How to extract attention weights for each sequence
Albert-Shuai opened this issue · comments
Hi:
I am wondering how to extract the attention weights for sequence in a sample. In this way we may rank the sequence based on their importance. Thanks! Supposed I train a model named model based on code in example_single_task_cnn.py
Hi! Sorry for the late response. You can find the attention weights as tensor "attention_weights" here:
DeepRC/deeprc/architectures.py
Line 417 in 108d08d
You would have to pass those tensors into the evaluation function somehow.
A quick-and-dirty hack would be to just set the attention weights as attribute. E.g. like this as modification of the part between lines 412- 434 :
# Compute representation per bag (N times shape (d_v,))
mb_emb_seqs_after_attention = []
mb_attention_weights_list = []
start_i = 0
for n_seqs in n_sequences_per_bag:
# Get sequence embedding h() for single bag (shape: (n_sequences_per_bag, d_v))

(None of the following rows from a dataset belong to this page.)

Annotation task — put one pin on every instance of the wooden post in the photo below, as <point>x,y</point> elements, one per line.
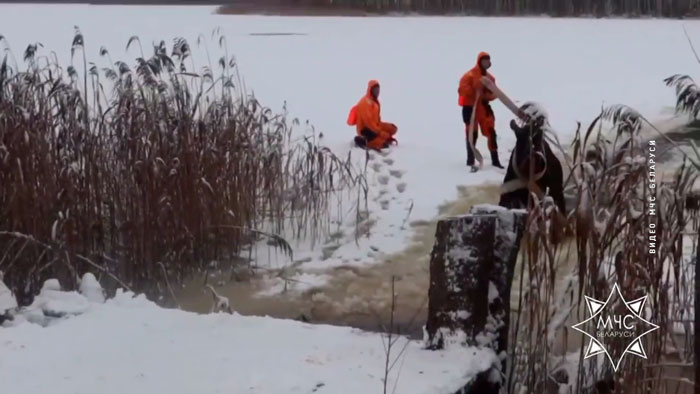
<point>471,272</point>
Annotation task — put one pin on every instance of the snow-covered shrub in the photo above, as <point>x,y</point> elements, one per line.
<point>144,172</point>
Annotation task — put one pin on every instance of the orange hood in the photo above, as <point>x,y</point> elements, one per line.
<point>481,56</point>
<point>370,85</point>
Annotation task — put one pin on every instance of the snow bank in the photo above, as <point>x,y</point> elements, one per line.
<point>7,298</point>
<point>130,345</point>
<point>52,304</point>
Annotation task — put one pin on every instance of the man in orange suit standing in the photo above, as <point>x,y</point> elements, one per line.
<point>475,97</point>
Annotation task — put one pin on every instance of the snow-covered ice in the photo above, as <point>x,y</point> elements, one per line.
<point>571,67</point>
<point>130,345</point>
<point>7,298</point>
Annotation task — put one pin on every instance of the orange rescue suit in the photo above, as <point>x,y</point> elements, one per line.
<point>366,116</point>
<point>469,85</point>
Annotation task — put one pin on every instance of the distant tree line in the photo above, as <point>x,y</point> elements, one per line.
<point>664,8</point>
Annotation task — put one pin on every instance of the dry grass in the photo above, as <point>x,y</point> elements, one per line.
<point>609,173</point>
<point>174,167</point>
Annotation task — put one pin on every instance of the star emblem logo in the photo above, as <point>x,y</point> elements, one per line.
<point>610,324</point>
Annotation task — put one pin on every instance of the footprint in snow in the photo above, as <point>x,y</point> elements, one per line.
<point>397,173</point>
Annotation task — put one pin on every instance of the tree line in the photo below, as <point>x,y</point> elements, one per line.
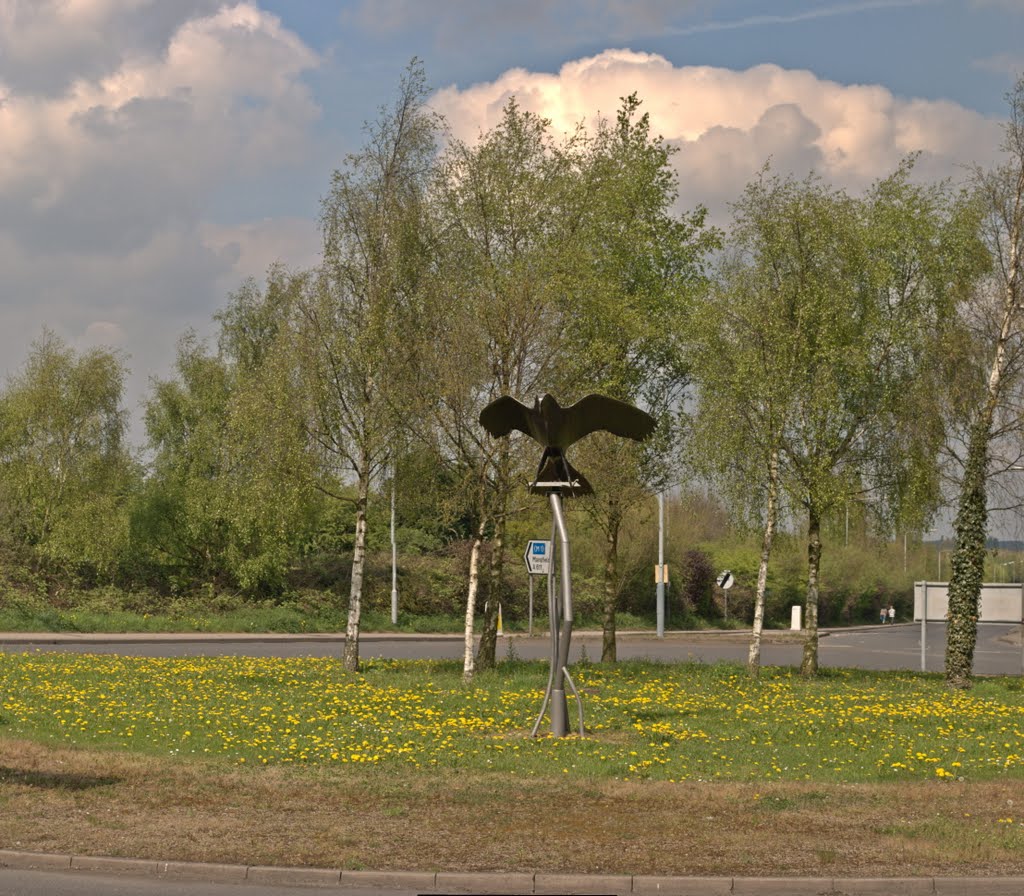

attention_weights = mb_attention_weights[start_i:start_i+n_seqs]
mb_attention_weights_list.append(attention_weights.detach())
# Get attention weights for single bag (shape: (n_sequences_per_bag, 1))
emb_seqs = mb_emb_seqs[start_i:start_i+n_seqs]
# Calculate attention activations (softmax over n_sequences_per_bag) (shape: (n_sequences_per_bag, 1))
attention_weights = torch.softmax(attention_weights, dim=0)
# Apply attention weights to sequence features (shape: (n_sequences_per_bag, d_v))
emb_seqs_after_attention = emb_seqs * attention_weights
# Compute weighted sum over sequence features after attention (format: (d_v,))
mb_emb_seqs_after_attention.append(emb_seqs_after_attention.sum(dim=0))
start_i += n_seqs
# Stack representations of bags (shape (N, d_v))
emb_seqs_after_attention = torch.stack(mb_emb_seqs_after_attention, dim=0)
# Calculate predictions (shape (N, n_outputs))
predictions = self.output_nn(emb_seqs_after_attention)
self.mb_attention_weights_list = mb_attention_weights_list
return predictions
Later you could access the attribute model.mb_attention_weights_list
in the evaluation function.
I hope that helps. Let me know if you need further help.
Best wishes, Michael